Combinas todos estos elementos y tienes una película rodada que te cagas, con una tensión manifiesta en cada momento, que se revela como una elección absoluta, completa y totalmente deliberada que no puede ser de otra manera y que comienza desde su personaje protagonista, interpretado por Brad Pitt, en el mejor momento de sus 30 años de carrera. La experiencia ha convertido sus defectos en virtudes. En Érase una vez en Hollywood nos mostró el lado más simpático del chulopollismo. En Ad Astra se aparta completamente de la sensación de urgencia que intentaba desprender en World War Z — para mí, Brad Pitt no es un actor natural de acción, diga lo que diga la sensacional pelea de Troya — para abrazar la parsimonia y dejar que cada mínimo gesto nos llegue; su tono de voz más monocorde que nunca, absolutamente perdido. ¿Podría haber interpretado con más energía?

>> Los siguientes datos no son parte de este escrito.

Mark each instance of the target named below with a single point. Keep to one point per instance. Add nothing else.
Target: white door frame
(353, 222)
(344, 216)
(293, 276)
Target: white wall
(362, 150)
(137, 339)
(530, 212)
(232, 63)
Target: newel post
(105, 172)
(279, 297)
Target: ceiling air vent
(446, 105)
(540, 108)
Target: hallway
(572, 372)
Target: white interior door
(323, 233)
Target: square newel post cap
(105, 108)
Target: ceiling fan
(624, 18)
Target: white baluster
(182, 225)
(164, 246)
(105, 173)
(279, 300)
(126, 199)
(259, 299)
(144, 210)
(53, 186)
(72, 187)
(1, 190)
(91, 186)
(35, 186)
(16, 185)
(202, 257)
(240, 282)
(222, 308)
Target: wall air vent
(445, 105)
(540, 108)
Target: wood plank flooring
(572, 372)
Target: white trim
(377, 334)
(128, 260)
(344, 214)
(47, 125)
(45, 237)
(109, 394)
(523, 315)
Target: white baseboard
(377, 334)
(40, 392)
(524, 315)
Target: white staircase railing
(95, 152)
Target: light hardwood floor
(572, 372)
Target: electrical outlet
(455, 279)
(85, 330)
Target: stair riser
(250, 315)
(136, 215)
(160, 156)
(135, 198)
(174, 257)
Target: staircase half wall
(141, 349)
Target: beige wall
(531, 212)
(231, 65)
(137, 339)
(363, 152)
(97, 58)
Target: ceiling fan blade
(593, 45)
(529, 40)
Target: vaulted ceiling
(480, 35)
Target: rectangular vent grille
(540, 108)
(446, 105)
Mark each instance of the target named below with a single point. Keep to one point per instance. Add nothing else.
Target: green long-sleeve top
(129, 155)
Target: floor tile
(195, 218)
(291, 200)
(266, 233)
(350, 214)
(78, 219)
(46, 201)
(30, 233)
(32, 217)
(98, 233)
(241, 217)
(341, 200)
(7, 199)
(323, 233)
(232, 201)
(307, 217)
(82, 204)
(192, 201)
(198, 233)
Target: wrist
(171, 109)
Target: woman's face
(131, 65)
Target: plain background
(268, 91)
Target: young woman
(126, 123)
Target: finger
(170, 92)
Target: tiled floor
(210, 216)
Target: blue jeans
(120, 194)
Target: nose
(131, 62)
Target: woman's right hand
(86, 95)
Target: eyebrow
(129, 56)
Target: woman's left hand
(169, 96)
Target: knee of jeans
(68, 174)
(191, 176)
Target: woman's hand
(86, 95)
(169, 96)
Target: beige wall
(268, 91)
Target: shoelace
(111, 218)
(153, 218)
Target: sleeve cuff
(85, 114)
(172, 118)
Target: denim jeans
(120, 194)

Creo que no. No cuando su gran momento de desmoronamiento emocional se nos comunica con la cámara en la otra punta de la nave, en breves planos. Es decisión de Gray y así es como Pitt la entiende y la abraza en una labor de equipo. McBride no resolverá sus problemas hablando consigo mismo. Los resolverá cuando llegue a su destino. Si llega. La transformación está en el viaje. En la forma en que andamos por el camino, conociendo a otros viajeros que perfilan nuestra experiencia del mundo. Ad Astra es una película de cambios externos imperceptibles, pero de sísmicas alteraciones internas. ¿Lo suficiente como para sostener dos horas de metraje? Puede que sí. Puede que no. Pero todo el mundo que participa en esta película está totalmente convencido de ello. Como mínimo, como mínimo absoluto, tengo que concederle eso.

Ad Astra es, en cierto modo, una nueva la carta de presentación de James Gray al gran público. Podría decirse que hay una generación nueva de espectadores desde We Are the Night, su esfuerzo más comercial hasta la fecha, y no es que esa película fuera Dos Policías Rebeldes, precisamente. Es un autor. Lo puede enmascarar como quiera, con el dinero que quiera o con las estrellas que quiera. Explora nuestras inquietudes. Lo que nos hace especiales. Y, como hacía en La Ciudad Perdida de Z, lo hace poniéndonos en primer plano respecto a un mundo, universo en este caso, que va a seguir operando sin nosotros. Malick, por poner como ejemplo a un director en la misma onda, pero en puntos opuestos, intenta que comulguemos con él. Puede ayudarnos. Gray nos dice que nanay. Arregla primero tus movidas y quizás, solo quizás, estemos listos para ello.